Among Gram-negative bacilli, E. coli exhibited high resistance to ampicillin (100%), ciprofloxacin (89.2%), and cephalosporins (CTX 78.4%), whereas aminoglycosides (amikacin 75.7%) and carbapenems (imipenem 89.2%) remained highly effective. Similar resistance trends have been reported in other Indian studies, indicating the emergence of ESBL-producing and multidrug-resistant strains in surgical wounds [27,28]. Klebsiellapneumoniae and Enterobacter species also showed marked resistance to fluoroquinolones and beta-lactams, with carbapenems retaining 80–100% sensitivity.

 

For non-fermenting Gram-negative bacilli, Pseudomonas aeruginosa showed high sensitivity to amikacin, meropenem, imipenem, and levofloxacin (90.9% each), whereas ciprofloxacin sensitivity was lower (48.5%). Acinetobacter species demonstrated 100% sensitivity to most tested antibiotics, except for ampicillin, cefuroxime, amoxicillin-clavulanate, and cotrimoxazole, which showed 100% resistance. These results align with previous reports highlighting amikacin and carbapenems as the most reliable agents for Pseudomonas infections [29,30].

 

Among Proteus and Morganella species, high sensitivity to piperacillin and imipenem (100%) was observed, whereas resistance to ciprofloxacin and ampicillin was notable. This reflects the need for guided therapy, as empirical use of fluoroquinolones may be ineffective in these infections [31].

 

Drug-Resistant Strains

In this study, MRSA constituted 12% of isolates, ESBL-producing Gram-negative bacteria 28.3%, and multidrug-resistant (MDR) strains 5.4%. Escherichia coliwas the predominant ESBL producer (53.8%), followed by Klebsiellapneumoniae (15.4%).
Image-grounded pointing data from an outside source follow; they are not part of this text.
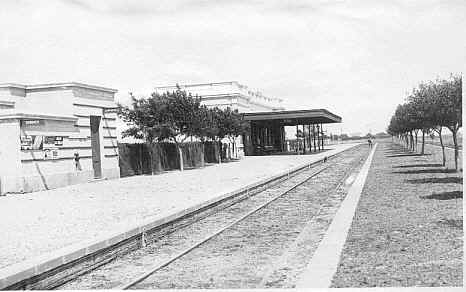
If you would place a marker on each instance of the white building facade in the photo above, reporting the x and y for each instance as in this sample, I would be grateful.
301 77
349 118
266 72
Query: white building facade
229 94
54 135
Among MDR strains, E. coli, Klebsiellapneumoniae, and Enterobacter species each accounted for 30%, and Pseudomonas aeruginosa 10%. These findings are consistent with reports from tertiary care hospitals, highlighting the growing prevalence of multidrug-resistant organisms in surgical site infections [32,33].

 

Clinical Implications

The high prevalence of Gram-negative bacteria and resistant strains underscores the importance of local antimicrobial surveillance. Empirical therapy for POWIs should consider local resistance patterns, with carbapenems and aminoglycosides reserved for severe infections, and vancomycin or linezolid for MRSA. Rational antibiotic stewardship and adherence to aseptic surgical techniques are essential to limit the emergence of resistant strains [34,35].

 

CONCLUSION

Post-operative wound infections remain a significant cause of morbidity in surgical patients, with a predominance of Gram-negative bacilli, particularly Escherichia coli and Pseudomonas aeruginosa, alongside Gram-positive Staphylococcus aureus. The study highlights a considerable burden of multidrug-resistant organisms, including MRSA (12%) and ESBL-producing Gram-negative bacteria (28.3%), emphasising the need for targeted antibiotic therapy. Carbapenems and aminoglycosides demonstrated the highest efficacy against Gram-negative isolates, while vancomycin and linezolid were effective against MRSA. Rational antibiotic stewardship, strict adherence to aseptic surgical techniques, and local antimicrobial surveillance are essential to curb the emergence of resistant pathogens and improve post-operative outcomes.